Certain dates bring back specific memories. Birthdays. Anniversaries. Tragedies. Special Occasions.
On January 6, 1978, 38 years ago today, I became a Bat Mitzvah.
When you are Jewish, and grow up in a Jewish community, like I did, that experience isn’t unique. Nobody says, “Wow, you did that?”
I remember when my non-Jewish boyfriend (who is now my husband) was rummaging around my childhood bedroom and found a cassette tape labelled January 6, 1978/Sara’s Bat Mitzvah. He put it in my cassette player and pressed play.
It was a tape of me singing my Torah portion, in Hebrew.

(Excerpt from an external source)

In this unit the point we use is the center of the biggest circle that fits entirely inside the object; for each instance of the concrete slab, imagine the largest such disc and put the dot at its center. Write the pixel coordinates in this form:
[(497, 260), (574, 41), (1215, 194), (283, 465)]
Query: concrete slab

He was amazed. He’d only attended one Bar Mitzvah when he was a kid and at age 13, few kids appreciate the work that goes into preparing for a Bar or Bat Mitzvah. The only thing he remembers from that Bar Mitzvah is somebody making fun of him because he was wearing sneakers while all the other young boys wore shiny leather dress shoes.
He couldn’t believe I knew all that Hebrew. He couldn’t believe I could sing well. He couldn’t believe I went up in front of my family and friends at age 13 and read from the holy scrolls.

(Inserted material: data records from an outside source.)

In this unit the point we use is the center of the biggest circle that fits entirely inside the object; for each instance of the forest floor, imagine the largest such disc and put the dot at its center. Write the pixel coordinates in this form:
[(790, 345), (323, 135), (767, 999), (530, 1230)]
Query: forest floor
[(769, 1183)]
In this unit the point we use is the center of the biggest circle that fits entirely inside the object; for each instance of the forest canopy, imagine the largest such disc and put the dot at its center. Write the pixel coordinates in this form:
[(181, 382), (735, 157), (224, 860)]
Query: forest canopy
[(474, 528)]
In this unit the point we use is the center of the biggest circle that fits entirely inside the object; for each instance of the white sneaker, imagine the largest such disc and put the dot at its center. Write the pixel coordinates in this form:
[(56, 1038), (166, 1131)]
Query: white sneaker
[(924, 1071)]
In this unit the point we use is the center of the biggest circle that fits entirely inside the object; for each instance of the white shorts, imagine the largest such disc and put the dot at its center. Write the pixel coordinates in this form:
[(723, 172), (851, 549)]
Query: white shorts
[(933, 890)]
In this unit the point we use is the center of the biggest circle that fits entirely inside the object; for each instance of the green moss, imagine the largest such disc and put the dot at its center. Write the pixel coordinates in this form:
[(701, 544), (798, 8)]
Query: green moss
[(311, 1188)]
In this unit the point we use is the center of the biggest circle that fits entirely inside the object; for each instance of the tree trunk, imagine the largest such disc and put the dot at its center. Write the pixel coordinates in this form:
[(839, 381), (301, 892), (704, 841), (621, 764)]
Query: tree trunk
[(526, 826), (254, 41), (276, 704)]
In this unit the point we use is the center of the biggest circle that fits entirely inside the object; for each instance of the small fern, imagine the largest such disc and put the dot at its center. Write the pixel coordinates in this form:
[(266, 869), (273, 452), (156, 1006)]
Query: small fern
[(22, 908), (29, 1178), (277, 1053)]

When my kids had their Bat Mitzvahs, we invited as many non-Jews as Jews. Some of the non-Jews were reticent. They didn’t know what to expect and I think felt like it was some sort of cult-like ceremony they were going to be witness to. Several people, afterward, came up to tell me that they had no idea how significant and meaningful the ceremony would be. Many of them thought it would be like a confirmation, which it is not.
I have a lot of issues with religion. I’m not sure I believe in the power of it to heal. I don’t feel right about proselytizing or anybody who believes their way is the right way and those who don’t believe what they believe will suffer for it in the long run.
But, I do believe in the ceremony of the Bar and Bat Mitzvah. It puts a child in touch with where they come from. It forces them to spend time understanding aspects of their ancestry that they may never explore again. It teaches them something about their own potential.
So I honor today. It is a day that I worked hard to reach. It is a day that makes me proud.